Let the User Beware

Earlier this week a jury awarded $1.6 million to a couple in Oregon that claimed that they found a rather unscrupulous plastic surgeon in their local Yellow Pages. Odd, I thought there was something about "buyer beware" that applied to all transactions between buyers and sellers.

You begin to wonder if the couple – and the awarding jury – are watching too many of those makeover shows on television. We're not talking about selecting a dry cleaner to press some clothes or picking a dentist who is into to the latest teeth- whitening fad.

We're talking about serious surgery that requires considerable skill and experience. Using the Yellow Pages or any local online information service is not some new version of "pin the tail on the donkey" – it is serious business and requires the buyer to conduct sufficient research and due dilligence beyond the claims listed in a print YP ad or on a website. How about asking a friend or two – or imagine this – asking for references?

Those jurors now ought to use the Yellow Pages or a local search engine to find a good psychiatrist to get their heads examined . . . but beware . . . perhaps they'll call someone and end up with nothing but a "shrink".

This Post Has 3 Comments

  1. Dick Larkin

    The $1.6 million jury award was unconscionable.

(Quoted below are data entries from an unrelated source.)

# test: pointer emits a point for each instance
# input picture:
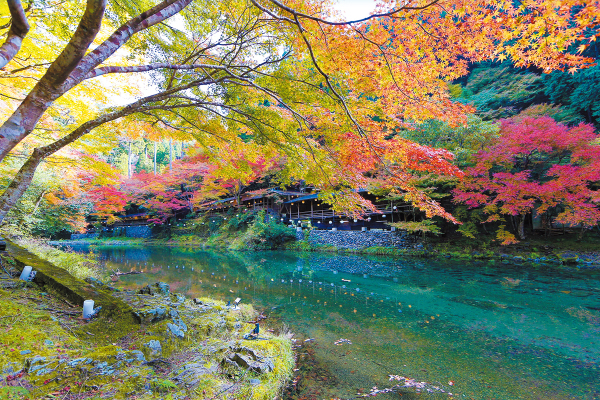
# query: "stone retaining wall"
(361, 239)
(77, 236)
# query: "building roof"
(316, 195)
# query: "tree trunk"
(521, 229)
(19, 27)
(170, 154)
(129, 161)
(19, 184)
(73, 65)
(50, 87)
(154, 158)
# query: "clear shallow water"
(496, 332)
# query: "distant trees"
(535, 164)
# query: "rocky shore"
(182, 348)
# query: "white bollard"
(25, 273)
(88, 308)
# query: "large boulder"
(157, 288)
(247, 359)
(153, 315)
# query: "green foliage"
(463, 141)
(14, 393)
(577, 92)
(79, 265)
(501, 91)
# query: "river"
(476, 330)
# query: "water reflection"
(501, 332)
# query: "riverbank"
(540, 252)
(168, 347)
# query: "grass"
(79, 265)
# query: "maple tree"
(536, 164)
(337, 87)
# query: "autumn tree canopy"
(288, 76)
(536, 164)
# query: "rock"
(163, 288)
(191, 373)
(153, 315)
(94, 282)
(138, 355)
(176, 330)
(11, 368)
(157, 288)
(154, 348)
(568, 257)
(246, 358)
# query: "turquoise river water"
(477, 330)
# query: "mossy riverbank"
(176, 348)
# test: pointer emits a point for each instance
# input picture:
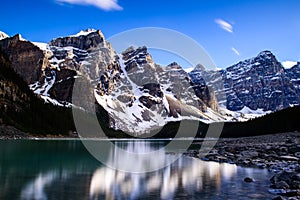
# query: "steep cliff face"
(257, 83)
(27, 59)
(20, 108)
(140, 95)
(294, 74)
(86, 55)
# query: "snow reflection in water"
(186, 173)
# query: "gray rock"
(282, 185)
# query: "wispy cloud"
(224, 25)
(102, 4)
(235, 51)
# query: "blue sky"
(229, 30)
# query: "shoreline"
(279, 153)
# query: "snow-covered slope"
(3, 35)
(254, 86)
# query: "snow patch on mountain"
(84, 32)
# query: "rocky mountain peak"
(260, 82)
(84, 40)
(3, 35)
(135, 58)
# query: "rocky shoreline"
(279, 153)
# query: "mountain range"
(140, 95)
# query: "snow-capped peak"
(288, 64)
(84, 32)
(3, 35)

    The mistake made by DEX certainly appears to be an honest one. The doctor WAS board certified in one specialty, but he was not board certified in liposuction where the ad appeared.

    I would bet that the DEX contract required the advertiser to provide factual information, and I am not aware of any publisher that contacts the state boards to ensure that every advertiser is in fact board certified.

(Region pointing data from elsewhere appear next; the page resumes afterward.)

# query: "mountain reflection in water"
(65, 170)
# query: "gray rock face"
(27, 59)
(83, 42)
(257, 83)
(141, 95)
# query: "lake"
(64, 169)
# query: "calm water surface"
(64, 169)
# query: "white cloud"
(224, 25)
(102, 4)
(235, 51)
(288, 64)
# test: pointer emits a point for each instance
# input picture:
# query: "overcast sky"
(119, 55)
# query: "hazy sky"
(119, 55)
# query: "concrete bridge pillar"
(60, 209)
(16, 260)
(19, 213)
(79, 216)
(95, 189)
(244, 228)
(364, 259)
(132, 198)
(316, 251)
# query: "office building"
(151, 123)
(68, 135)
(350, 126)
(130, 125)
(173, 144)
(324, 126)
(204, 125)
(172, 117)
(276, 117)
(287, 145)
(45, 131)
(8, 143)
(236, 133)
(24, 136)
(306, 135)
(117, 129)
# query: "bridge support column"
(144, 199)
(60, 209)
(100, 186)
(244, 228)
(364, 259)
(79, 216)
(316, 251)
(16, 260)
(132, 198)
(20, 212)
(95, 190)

    Is it the responsibility of the YP publisher to verify every claim in every ad? I think not.

    The doctor was responsible for providing accurate information as to his background and training to his patients.

    I hope that DEX appeals and goes before a jury than has not had cranial liposuction.

  2. Yellow Page Advertising

    Cases like this are awarded as a deterrent. If the judge doesn’t think DEX is doing enough to check their client’s purported Yellow Page claims, the potential for more mayhem in the future is immense. If you slap a company like DEX with a 100,000 judgment you might not even get a company memo out to all the Yellow Page Reps. 1.6 million makes an impression. Not that it’s always fair, just, or moral, but that is the legal reasoning.

  3. CTMasterson

    I would hope that such obligations are spelled out for the YP Group and that the oversite was a clear violation.

    Verdicts are overturned in a huge percentage of cases.